Yes. Once the Internet of things – a much-mooted form of technology which will see household objects connected to the Internet – goes live, then the level of big data will even increase at quantum levels. With privacy and intellectual property laws having failed to keep up with the pace of technological change, this will pose further legal and ethical issues, while also being a massive opportunity for society in general.
Big Data Future
In this climate, deep and machine learning will play a major role in understanding the almost unimaginable quantities of data being produced. Companies will increasingly seek to collect, quantify and understand such data in order to gain a competitive advantage. In most industries, established competitors and new entrants alike will leverage data-driven strategies to innovate, compete, and capture value.

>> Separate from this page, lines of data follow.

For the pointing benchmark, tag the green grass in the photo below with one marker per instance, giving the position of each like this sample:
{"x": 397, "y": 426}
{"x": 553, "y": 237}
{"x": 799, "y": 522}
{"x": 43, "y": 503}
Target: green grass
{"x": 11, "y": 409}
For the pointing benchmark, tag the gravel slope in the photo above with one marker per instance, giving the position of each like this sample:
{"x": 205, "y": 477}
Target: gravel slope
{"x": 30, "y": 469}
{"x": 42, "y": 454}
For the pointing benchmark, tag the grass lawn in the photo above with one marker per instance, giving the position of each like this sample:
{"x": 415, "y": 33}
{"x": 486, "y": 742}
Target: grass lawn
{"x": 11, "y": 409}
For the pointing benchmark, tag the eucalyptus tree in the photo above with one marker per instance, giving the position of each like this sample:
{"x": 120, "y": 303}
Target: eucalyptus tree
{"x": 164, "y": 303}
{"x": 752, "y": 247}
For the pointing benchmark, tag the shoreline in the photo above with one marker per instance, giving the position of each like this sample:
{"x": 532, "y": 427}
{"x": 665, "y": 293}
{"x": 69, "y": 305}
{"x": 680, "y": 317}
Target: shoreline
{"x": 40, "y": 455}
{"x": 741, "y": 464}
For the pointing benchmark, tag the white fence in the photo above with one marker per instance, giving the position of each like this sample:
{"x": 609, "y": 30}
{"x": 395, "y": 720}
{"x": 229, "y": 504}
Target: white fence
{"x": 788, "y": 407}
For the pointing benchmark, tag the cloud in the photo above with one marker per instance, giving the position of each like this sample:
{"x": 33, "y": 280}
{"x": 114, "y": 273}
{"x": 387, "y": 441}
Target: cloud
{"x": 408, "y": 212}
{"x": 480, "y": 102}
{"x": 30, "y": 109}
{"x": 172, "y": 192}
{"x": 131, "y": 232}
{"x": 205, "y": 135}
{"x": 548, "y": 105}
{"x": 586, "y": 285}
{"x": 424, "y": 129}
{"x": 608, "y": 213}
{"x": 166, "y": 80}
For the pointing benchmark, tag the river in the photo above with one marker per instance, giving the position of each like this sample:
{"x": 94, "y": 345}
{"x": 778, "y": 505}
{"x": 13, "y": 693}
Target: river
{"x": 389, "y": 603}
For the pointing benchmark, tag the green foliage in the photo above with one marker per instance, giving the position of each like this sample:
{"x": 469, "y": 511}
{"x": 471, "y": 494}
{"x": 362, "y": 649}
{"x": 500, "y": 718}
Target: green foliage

Machine learning will simply be required in order to sift through and understand this enormous quantity of information, as it is only this sophisticated technology that will be able to analyse the information effectively. Machine learning algorithms are already capable of speech and image recognition, and with major investment from massive corporations such as Google, it is certain that the capabilities of this technology will expand in the coming years.
Many experts on machine learning and artificial intelligence believe that the technology will play a collaborative role with humans in many industries.
Some big data and machine learning initiatives have been controversial, with the combination of the two having profound implications. For example, Google’s London-based artificial intelligence research lab, DeepMind, has already announced a partnership with the Royal Free Hospital in London, and machine learning will very much form part of this agreement.
A Memorandum of Understanding between DeepMind and the Royal Free indicates that the organisations envisage a “broad ranging, mutually beneficial partnership, engaging in high levels of collaborative activity and maximizing the potential to work on genuinely innovative and transformational projects.”
DeepMind apparently hopes to gain access to “data for machine learning research under appropriate regulatory and ethical approvals” within the next five years, according to the document. While many have been critical of the Google collaboration, it is nonetheless hoped that this will eventually result in speedier diagnoses and the optimisation of treatment.
As big data, AI and machine learning all develop, we can at no doubt expect many similar agreements across multiple industrial arenas.